# Embeddings

This notebook demonstrates how to work with text embeddings using various models. 

Embeddings are numerical representations of text that capture semantic meaning, allowing us to perform operations like similarity comparison and clustering.

We'll explore:
- Loading different embedding models
- Generating embeddings for text
- Calculating similarity between embeddings

In [2]:
# Setup environment
from dotenv import find_dotenv, load_dotenv

load_dotenv(verbose=True)
assert find_dotenv(), "no .env file found"

%load_ext autoreload
%autoreload 2

!export PYTHONPATH=$PYTHONPATH:$(pwd)

# Force reload modules (add this cell and run it first)
%load_ext autoreload
%autoreload 2

# Clear any cached imports
import importlib
import sys

if "genai_tk" in sys.modules:
    del sys.modules["genai_tk"]
    del sys.modules["genai_tk.core"]
    del sys.modules["genai_tk.core.embeddings_factory"]

The autoreload extension is already loaded.

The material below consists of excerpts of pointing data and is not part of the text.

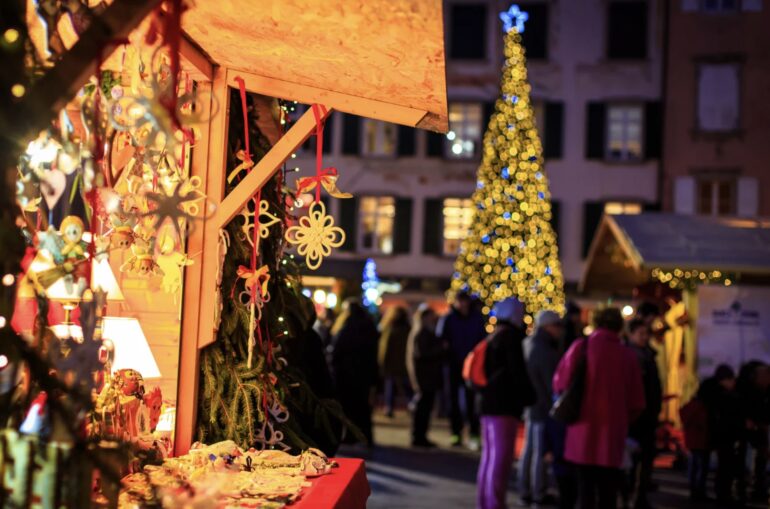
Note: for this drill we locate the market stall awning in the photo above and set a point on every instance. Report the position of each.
(381, 59)
(626, 248)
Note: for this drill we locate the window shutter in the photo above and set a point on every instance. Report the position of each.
(684, 195)
(402, 226)
(748, 197)
(653, 130)
(555, 216)
(435, 144)
(433, 226)
(554, 130)
(328, 134)
(349, 223)
(592, 216)
(596, 118)
(351, 134)
(406, 145)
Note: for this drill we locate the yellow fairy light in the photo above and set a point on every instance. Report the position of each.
(512, 249)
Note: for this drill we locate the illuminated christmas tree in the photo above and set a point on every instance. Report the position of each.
(511, 248)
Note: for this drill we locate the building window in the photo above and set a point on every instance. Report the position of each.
(458, 217)
(376, 215)
(718, 97)
(468, 32)
(716, 196)
(624, 132)
(535, 37)
(465, 130)
(719, 5)
(619, 207)
(379, 138)
(627, 30)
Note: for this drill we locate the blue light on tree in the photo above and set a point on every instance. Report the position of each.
(371, 283)
(514, 18)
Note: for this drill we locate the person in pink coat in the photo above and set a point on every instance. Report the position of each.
(613, 397)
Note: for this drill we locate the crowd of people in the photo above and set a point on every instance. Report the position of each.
(602, 456)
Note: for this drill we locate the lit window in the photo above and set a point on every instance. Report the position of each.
(376, 216)
(716, 196)
(458, 217)
(718, 97)
(379, 138)
(465, 130)
(619, 207)
(624, 132)
(719, 5)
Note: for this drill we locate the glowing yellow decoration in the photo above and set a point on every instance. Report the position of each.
(266, 220)
(511, 248)
(683, 279)
(315, 235)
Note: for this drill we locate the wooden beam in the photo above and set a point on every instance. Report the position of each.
(266, 168)
(342, 102)
(51, 93)
(195, 62)
(195, 275)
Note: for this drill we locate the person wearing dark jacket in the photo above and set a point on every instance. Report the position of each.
(503, 399)
(725, 424)
(424, 359)
(754, 388)
(643, 429)
(353, 361)
(541, 353)
(461, 329)
(394, 331)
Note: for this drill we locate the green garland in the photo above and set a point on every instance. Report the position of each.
(231, 395)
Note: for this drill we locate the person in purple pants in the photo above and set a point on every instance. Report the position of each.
(503, 399)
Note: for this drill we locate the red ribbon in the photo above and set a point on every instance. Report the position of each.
(308, 182)
(258, 198)
(319, 109)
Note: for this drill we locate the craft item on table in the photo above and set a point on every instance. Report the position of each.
(315, 235)
(40, 473)
(80, 356)
(266, 220)
(224, 475)
(118, 404)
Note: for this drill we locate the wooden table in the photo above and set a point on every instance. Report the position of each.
(345, 488)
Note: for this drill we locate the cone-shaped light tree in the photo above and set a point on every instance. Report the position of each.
(511, 248)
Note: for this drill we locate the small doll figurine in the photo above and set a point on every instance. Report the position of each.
(71, 231)
(141, 260)
(122, 235)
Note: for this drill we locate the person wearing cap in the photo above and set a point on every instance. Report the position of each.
(503, 399)
(462, 329)
(541, 353)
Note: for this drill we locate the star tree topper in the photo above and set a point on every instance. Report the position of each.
(514, 17)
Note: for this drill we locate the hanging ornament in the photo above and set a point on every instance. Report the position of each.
(327, 179)
(315, 235)
(266, 220)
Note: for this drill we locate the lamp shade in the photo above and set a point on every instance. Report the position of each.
(131, 347)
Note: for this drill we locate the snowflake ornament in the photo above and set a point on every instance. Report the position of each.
(315, 235)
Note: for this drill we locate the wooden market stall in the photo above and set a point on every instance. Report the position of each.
(378, 59)
(129, 116)
(688, 256)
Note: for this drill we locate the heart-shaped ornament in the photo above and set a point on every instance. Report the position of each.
(52, 187)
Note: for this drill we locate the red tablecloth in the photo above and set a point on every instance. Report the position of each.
(345, 488)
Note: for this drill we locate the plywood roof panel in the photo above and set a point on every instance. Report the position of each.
(390, 52)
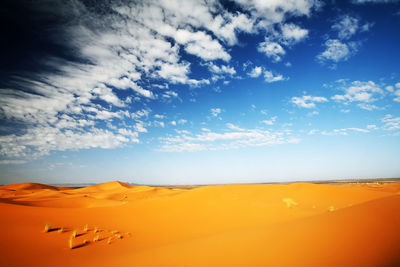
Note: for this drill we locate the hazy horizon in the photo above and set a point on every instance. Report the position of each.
(199, 92)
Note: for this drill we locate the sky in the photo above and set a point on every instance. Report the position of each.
(199, 92)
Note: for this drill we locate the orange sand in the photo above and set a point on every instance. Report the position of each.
(299, 224)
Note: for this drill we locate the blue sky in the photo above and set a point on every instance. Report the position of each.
(199, 92)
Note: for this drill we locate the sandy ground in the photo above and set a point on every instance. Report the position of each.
(299, 224)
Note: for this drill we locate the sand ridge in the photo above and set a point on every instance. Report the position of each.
(298, 224)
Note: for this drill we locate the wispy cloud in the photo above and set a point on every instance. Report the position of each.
(233, 138)
(358, 91)
(308, 101)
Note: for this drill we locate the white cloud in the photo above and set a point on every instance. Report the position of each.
(308, 101)
(158, 116)
(345, 131)
(337, 51)
(9, 162)
(221, 69)
(37, 142)
(275, 11)
(368, 107)
(292, 33)
(391, 123)
(137, 42)
(346, 26)
(358, 91)
(215, 112)
(233, 138)
(397, 94)
(374, 1)
(170, 94)
(272, 50)
(389, 88)
(271, 121)
(255, 72)
(270, 77)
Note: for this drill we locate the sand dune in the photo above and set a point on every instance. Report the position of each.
(299, 224)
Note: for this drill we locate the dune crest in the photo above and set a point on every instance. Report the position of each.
(117, 224)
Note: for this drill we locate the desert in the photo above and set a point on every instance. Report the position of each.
(117, 224)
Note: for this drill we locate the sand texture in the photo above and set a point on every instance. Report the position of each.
(116, 224)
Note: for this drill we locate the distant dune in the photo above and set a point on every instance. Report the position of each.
(117, 224)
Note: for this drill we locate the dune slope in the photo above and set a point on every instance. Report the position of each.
(299, 224)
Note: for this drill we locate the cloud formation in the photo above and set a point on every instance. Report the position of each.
(308, 101)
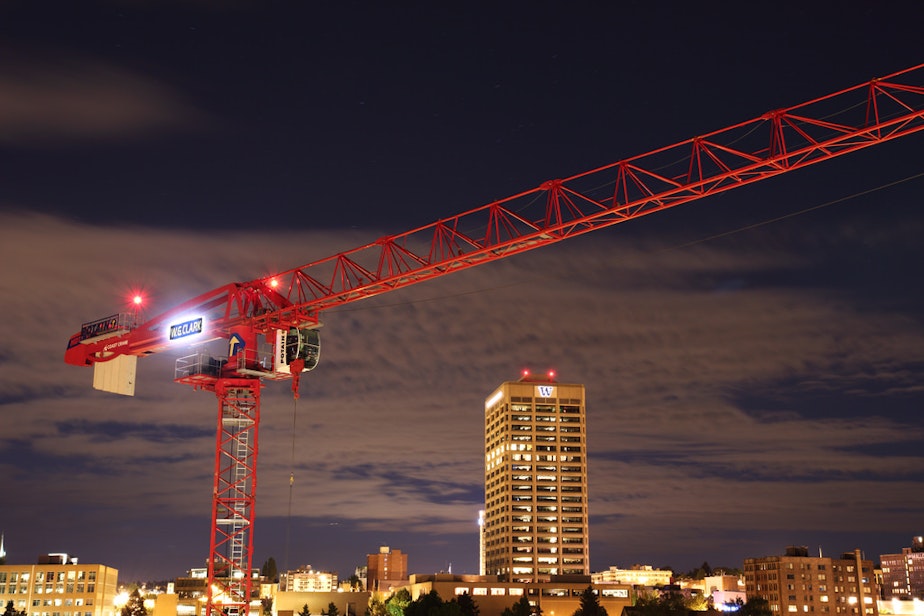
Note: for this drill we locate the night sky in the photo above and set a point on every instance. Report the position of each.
(754, 362)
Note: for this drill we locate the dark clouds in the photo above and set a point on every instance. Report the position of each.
(388, 432)
(745, 391)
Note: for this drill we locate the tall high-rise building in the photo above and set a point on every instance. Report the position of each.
(535, 480)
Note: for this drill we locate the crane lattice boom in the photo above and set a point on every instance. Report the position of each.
(285, 308)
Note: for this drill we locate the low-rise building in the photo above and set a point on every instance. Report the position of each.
(560, 596)
(58, 585)
(306, 579)
(637, 575)
(799, 583)
(903, 574)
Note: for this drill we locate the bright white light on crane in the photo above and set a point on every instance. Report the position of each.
(120, 600)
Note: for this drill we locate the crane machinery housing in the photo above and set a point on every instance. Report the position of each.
(271, 323)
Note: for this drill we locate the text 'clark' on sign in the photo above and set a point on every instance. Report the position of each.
(187, 328)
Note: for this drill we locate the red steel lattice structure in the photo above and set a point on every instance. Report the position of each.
(774, 143)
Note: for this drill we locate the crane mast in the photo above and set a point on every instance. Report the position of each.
(271, 323)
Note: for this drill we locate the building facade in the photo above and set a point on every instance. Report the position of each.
(386, 569)
(638, 575)
(555, 598)
(306, 579)
(903, 574)
(59, 587)
(535, 521)
(799, 583)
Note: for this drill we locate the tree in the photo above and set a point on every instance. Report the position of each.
(376, 607)
(269, 571)
(670, 604)
(755, 606)
(468, 605)
(396, 603)
(135, 605)
(590, 604)
(521, 608)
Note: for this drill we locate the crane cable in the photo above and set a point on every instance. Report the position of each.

To reload it, use:
  %reload_ext autoreload


KeyError: 'genai_tk.core.embeddings_factory'

In [None]:
SENTENCE_1 = "Tokenization is the process of breaking down a text into individual units."
SENTENCE_2 = "Tokens can be words, phrases, or even individual characters."
SENTENCE_3 = "LangChain Provide a standardized way to load and process various types of documents"

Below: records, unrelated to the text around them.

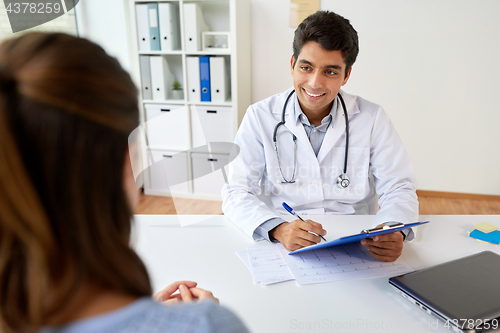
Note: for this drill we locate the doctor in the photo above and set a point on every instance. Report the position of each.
(293, 150)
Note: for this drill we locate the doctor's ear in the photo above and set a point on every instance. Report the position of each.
(348, 75)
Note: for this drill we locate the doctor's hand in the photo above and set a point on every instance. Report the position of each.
(386, 247)
(297, 234)
(187, 293)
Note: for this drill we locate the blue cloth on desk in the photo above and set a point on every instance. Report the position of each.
(490, 237)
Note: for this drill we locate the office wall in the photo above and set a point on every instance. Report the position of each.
(432, 64)
(106, 23)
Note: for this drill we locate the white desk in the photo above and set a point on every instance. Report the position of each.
(205, 253)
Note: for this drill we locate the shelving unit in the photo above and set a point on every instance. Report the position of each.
(187, 118)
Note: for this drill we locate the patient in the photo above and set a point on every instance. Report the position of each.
(67, 195)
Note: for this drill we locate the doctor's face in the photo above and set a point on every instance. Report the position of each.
(317, 77)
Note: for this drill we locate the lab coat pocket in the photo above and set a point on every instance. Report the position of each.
(358, 166)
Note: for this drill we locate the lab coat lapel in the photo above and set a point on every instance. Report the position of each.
(295, 126)
(337, 131)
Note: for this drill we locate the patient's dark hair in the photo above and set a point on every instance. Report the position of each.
(332, 32)
(66, 110)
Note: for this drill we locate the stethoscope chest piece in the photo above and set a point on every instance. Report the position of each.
(343, 181)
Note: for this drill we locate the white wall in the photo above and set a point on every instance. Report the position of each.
(106, 23)
(432, 64)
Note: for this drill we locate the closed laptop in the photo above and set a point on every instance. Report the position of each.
(464, 293)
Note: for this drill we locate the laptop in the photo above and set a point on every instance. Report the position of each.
(463, 293)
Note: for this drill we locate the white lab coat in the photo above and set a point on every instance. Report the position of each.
(378, 166)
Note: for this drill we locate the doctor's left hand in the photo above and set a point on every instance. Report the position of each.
(386, 247)
(298, 234)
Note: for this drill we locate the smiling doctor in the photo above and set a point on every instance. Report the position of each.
(320, 150)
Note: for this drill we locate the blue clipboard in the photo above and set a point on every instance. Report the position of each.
(356, 238)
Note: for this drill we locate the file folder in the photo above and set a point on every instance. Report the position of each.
(358, 237)
(206, 95)
(145, 77)
(169, 26)
(154, 30)
(193, 78)
(194, 25)
(218, 79)
(161, 77)
(141, 12)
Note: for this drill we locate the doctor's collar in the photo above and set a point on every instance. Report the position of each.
(297, 111)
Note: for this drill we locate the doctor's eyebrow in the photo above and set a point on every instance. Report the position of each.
(303, 61)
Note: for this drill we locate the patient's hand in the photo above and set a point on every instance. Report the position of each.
(187, 293)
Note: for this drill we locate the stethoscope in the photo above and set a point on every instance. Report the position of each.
(342, 180)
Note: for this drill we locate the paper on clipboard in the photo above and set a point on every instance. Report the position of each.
(357, 237)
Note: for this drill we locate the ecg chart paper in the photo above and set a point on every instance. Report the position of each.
(344, 262)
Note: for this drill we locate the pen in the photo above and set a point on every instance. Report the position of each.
(291, 211)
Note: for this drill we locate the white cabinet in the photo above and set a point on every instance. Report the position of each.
(211, 124)
(167, 126)
(193, 91)
(209, 173)
(168, 173)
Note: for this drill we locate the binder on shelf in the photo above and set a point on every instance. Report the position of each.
(145, 77)
(194, 25)
(154, 30)
(141, 12)
(206, 95)
(218, 79)
(193, 78)
(161, 77)
(169, 26)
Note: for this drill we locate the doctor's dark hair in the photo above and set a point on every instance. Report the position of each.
(332, 32)
(66, 111)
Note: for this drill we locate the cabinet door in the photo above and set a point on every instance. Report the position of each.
(169, 173)
(208, 177)
(167, 126)
(211, 124)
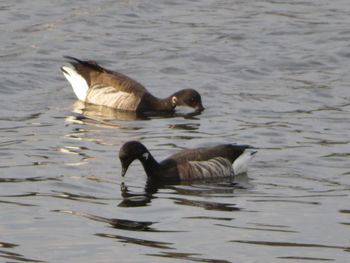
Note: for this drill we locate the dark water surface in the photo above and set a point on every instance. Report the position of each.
(273, 74)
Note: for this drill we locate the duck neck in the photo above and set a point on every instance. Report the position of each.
(157, 104)
(150, 165)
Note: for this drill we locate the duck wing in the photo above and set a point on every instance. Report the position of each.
(96, 76)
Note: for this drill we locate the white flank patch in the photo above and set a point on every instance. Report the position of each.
(78, 83)
(145, 155)
(240, 165)
(213, 168)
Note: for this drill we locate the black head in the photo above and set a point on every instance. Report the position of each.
(188, 97)
(129, 152)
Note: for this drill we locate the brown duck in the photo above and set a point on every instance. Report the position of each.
(96, 85)
(191, 164)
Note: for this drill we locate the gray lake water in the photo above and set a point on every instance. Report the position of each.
(272, 74)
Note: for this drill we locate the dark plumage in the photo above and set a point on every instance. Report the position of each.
(190, 164)
(97, 85)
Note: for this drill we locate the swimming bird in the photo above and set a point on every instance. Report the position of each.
(190, 164)
(97, 85)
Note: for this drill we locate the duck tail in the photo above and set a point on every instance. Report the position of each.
(240, 165)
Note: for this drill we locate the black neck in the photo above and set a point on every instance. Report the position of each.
(152, 103)
(150, 165)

# Available Embedding Models

Our system provides a factory pattern for creating different embedding models. 

The available models are defined in [embeddings.py](../python/ai_core/embeddings.py).

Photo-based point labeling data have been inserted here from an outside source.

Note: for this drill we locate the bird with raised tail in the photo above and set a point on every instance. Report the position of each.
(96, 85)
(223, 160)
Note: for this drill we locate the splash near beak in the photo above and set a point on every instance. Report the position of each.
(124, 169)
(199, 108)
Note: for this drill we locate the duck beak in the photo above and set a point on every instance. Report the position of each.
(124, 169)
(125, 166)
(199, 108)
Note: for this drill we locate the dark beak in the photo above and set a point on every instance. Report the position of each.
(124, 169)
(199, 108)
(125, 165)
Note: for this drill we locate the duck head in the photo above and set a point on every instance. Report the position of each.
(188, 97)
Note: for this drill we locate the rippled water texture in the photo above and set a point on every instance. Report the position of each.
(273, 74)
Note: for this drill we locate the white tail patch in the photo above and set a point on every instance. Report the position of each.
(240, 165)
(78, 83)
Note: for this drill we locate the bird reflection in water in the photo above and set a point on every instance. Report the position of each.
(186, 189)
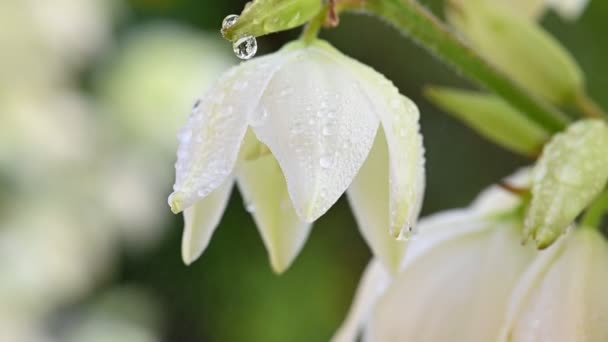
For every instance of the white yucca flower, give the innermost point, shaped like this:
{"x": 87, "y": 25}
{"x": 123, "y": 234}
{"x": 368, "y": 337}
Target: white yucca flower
{"x": 562, "y": 296}
{"x": 294, "y": 129}
{"x": 468, "y": 278}
{"x": 464, "y": 260}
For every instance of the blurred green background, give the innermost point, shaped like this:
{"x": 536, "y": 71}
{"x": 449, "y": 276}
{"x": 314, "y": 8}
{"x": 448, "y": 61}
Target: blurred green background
{"x": 91, "y": 96}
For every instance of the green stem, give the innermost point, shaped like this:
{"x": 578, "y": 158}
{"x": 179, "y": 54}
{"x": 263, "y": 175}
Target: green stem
{"x": 412, "y": 18}
{"x": 595, "y": 213}
{"x": 311, "y": 31}
{"x": 588, "y": 107}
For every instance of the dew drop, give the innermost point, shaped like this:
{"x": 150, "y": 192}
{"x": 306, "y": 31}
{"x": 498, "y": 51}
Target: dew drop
{"x": 245, "y": 48}
{"x": 229, "y": 21}
{"x": 258, "y": 117}
{"x": 325, "y": 162}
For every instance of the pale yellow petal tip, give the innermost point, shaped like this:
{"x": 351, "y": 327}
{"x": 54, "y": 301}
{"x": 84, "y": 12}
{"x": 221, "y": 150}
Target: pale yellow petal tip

Let's list all available models:

In [None]:
from genai_tk.core.embeddings_factory import EmbeddingsFactory, get_embeddings

# from src.ai_core.embeddings_factory import EmbeddingsFactory, get_embeddings

print(EmbeddingsFactory.known_items())

AssertionError: cannot find config file: '/home/tcl/prj/genai-blueprint/notebooks/config/app_conf.yaml'

Let's create embeddings for our first sentence using different models.

We'll use cosine similarity to compare how similar the embeddings are.


In [None]:
# Generate Embeddings


from langchain_community.utils.math import cosine_similarity

# Try different models by uncommenting one:
MODEL_ID = "ada_002_azure"
MODEL_ID = None  # Default
embedder = get_embeddings(embeddings_id=MODEL_ID)

# or select by tag from a configuration YAML file:
# azure_embedder = get_embeddings(embeddings_tag="azure")

# Generate embedding for first sentence
vector_1 = embedder.embed_documents([SENTENCE_1])
print(f"{vector_1[0][:20]}...")
print(f"length: {len(vector_1[0])}")

Now let's compare how similar our first sentence is to the other sentences:

In [None]:
# Compare Embeddings

other_vectors = embedder.embed_documents([SENTENCE_2, SENTENCE_3])

result = cosine_similarity(vector_1, other_vectors)
print(result)


# The output shows the cosine similarity scores between the first sentence and the other two sentences. Scores closer to 1 indicate higher similarity.

In [None]:
len(vector_1[0])

### Assignment

1. Try different sentences and observe how the similarity scores change
2. Experiment with different embedding models by changing MODEL_ID
3. Explore the [MTEB Leaderboard](https://huggingface.co/spaces/mteb/leaderboard) to compare embedding model performance

Some things to try:
- How do different models handle synonyms?
- What happens with very short vs very long sentences?
- How do the embedding dimensions differ between models?